I was born a business woman – Dlamini

Eunice Dlamini

Eunice Dlamini

Ruth Butaumocho Gender Profile
At five, when girls of her age were fussing over dolls and playing with toys, Eunice Dlamini was already mapping her way into entrepreneurship by selling different merchandise to assist in the family upkeep.

Little did she know that the experience she was getting from other family members would one day come handy in starting her own company.

More than four decades after learning the skills of trade from her hardworking mother while growing up in Bulawayo, Mrs Dlamini (52) is now a savvy businesswoman of repute in the City of Kings.

She was voted the Megafest Northen Region Businesswoman of the Year 2014 for successfully running her business concern, M & M Joyous Events, which specialises in events management.

She was also voted the Zimbabwe National Chamber of Commerce Matabeleland Businesswoman of the Year 2014 and also received an award of excellence in business in 2012.

In 2012, she was voted the Entrepreneur of the Year for the Southern Region.

Once a vegetable vendor, a former nurse, midwife, a tutor by profession, a development worker by design and a businesswoman by choice, Mrs Dlamini is living her dream.

“I was born a businesswoman. I was never content with being an ordinary individual and having just enough.

“I had always wanted to lead a comfortable life,” she revealed during an interview in Bulawayo recently.

The company which was born at the height of the economic crisis in 2007 has grown in the past eight years, earning her fame and fortune and is set to spread its tentacles to other cities if everything goes according to plan.

“By running this company, I am living my dream. I did not expect the business to grow at such speed, considering a number of teething problems we faced when I went into business,” she said.

Because she had set her sights on business, Mrs Dlamini, who trained as a nurse after failing to satisfy requirements of becoming an air hostess because of her height, started by selling different merchandise at work.

“While working at rural hospitals I decided to sell vegetables, which I would source around the communities for resale in towns.

“I was gratified by the fact that I was getting a modest income for my efforts. This was the beginning of my career as a business person,” she said.

Her sales would double when she was off from work, because she would utilise the time to move around communities buying vegetables and linen for resale. In between reconciling her books and making new orders, Mrs Dlamini was also studying for various courses in the health field.

Having worked a few years at Mpilo and United Bulawayo Hospital respectively, Mrs Dlamini joined the private sector, SWV Netherlands.
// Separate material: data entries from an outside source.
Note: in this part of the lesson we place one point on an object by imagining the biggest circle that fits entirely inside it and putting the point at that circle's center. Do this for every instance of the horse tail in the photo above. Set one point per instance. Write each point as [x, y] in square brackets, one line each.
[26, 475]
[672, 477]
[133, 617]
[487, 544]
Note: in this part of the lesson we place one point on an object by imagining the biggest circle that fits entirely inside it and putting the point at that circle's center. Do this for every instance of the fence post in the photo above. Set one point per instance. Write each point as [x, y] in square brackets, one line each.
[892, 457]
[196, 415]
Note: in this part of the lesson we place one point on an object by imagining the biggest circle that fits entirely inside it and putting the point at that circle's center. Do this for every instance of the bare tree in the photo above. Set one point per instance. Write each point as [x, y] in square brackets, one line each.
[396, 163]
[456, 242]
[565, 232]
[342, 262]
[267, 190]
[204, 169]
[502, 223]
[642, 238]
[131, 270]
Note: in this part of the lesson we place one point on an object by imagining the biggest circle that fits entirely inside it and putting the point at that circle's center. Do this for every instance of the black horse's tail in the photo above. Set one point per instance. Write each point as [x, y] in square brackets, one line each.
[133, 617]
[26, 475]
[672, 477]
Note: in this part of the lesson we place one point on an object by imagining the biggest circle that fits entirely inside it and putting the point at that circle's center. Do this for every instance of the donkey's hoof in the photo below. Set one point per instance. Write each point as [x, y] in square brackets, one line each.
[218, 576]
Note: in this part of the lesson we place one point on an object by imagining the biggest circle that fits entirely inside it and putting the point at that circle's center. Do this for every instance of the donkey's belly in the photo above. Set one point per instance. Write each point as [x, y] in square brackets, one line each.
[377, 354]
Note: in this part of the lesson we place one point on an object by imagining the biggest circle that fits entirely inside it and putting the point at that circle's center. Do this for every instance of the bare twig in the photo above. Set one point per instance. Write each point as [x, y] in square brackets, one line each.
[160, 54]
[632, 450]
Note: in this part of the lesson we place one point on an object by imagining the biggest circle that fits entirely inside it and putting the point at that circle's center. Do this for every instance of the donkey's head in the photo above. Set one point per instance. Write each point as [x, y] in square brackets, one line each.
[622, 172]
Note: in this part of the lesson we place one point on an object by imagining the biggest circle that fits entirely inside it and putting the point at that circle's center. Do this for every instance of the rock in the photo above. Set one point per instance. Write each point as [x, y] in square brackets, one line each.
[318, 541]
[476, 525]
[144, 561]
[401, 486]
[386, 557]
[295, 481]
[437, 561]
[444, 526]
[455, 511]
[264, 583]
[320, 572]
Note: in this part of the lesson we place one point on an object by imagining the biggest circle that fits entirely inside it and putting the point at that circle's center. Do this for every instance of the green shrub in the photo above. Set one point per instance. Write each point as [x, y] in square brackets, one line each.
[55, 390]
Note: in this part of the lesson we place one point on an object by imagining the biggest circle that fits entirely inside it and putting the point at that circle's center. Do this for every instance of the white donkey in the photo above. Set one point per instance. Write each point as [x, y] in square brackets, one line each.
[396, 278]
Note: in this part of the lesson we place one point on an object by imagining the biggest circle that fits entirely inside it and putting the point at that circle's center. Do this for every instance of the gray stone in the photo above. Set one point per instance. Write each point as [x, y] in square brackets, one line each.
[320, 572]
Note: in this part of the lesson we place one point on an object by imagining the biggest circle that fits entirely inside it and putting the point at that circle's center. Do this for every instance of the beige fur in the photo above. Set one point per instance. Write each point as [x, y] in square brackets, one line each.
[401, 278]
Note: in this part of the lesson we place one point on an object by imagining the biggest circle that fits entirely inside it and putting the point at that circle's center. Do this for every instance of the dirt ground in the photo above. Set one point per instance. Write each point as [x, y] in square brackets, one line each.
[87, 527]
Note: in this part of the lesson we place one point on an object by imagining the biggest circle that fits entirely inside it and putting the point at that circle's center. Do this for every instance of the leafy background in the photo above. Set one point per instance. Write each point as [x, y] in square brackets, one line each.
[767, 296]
She however, did not discard her long-term goal of becoming an entrepreneur.

It was while she was working for SWN Netherlands that her vision was renewed with vigour, after one of her workmates Nicholas Nyathi, encouraged her to start a business.

“I had always set my sights on catering because of the exposure I had through travelling around the region. Since I was now earning in foreign currency, I started buying equipment towards that project,” she recalled.

By 2007, she had bought enough equipment to start the project.

After leaving formal employment, Mrs Dlamini used $30 000 from her severance package to build a conference and catering facility in Bulawayo, which she intended to use to host weddings and other events, in line with her newly found passion.

Equipped with state-of-the-art catering equipment and an imposing building which was under construction, Mrs Dlamini still had no idea how she would kick-start her business.

As she was pondering on whether to hire experts to start the project or do it herself, her husband’s niece approached her to organise a family function, which turned out to be a success.

That occasion signalled the birth of M& M Joyous Events – an acronym for the name of her two children – Mnqobi and Mgogi.

Her husband, who had not been supportive of her previous business ventures, immediately offered her support after realising the zeal, passion and determination she had of running her own business.

“By that time I had not registered the business because I was still regarding it as a hobby. But as more orders continued pouring in, we registered the company so that we would operate professionally and get business from big companies and the corporate world,” said Mrs Dlamini.

Like any other business, M&M Joyous Events experienced a lot of teething problems, which threatened to derail the company’s growth.

At one time the company did not have enough funding to meet client’s orders, and had to contend with working with inexperienced bookkeepers, resulting in serious financial mess.

Looking back, Mrs Dlamini concedes that running the company has not been easy, but her determination to turn the company into a successful and viable venture has been fundamental in keeping the dream and vision alive.

With the support of her husband, Mrs Dlamini has successfully grown her brand and is planning to open branches in several towns and cities.

An ardent supporter of indigenisation, she believes Zimbabweans have good business acumen, which needs to be supported by resources and supportive legislation.

“Entrepreneurship has been fundamental in the sustenance of the country’s economy.

“Within all these business activities, women of all ages have been playing a crucial role and they will need to be supported so that they can take their businesses to another level,” said the mother of three.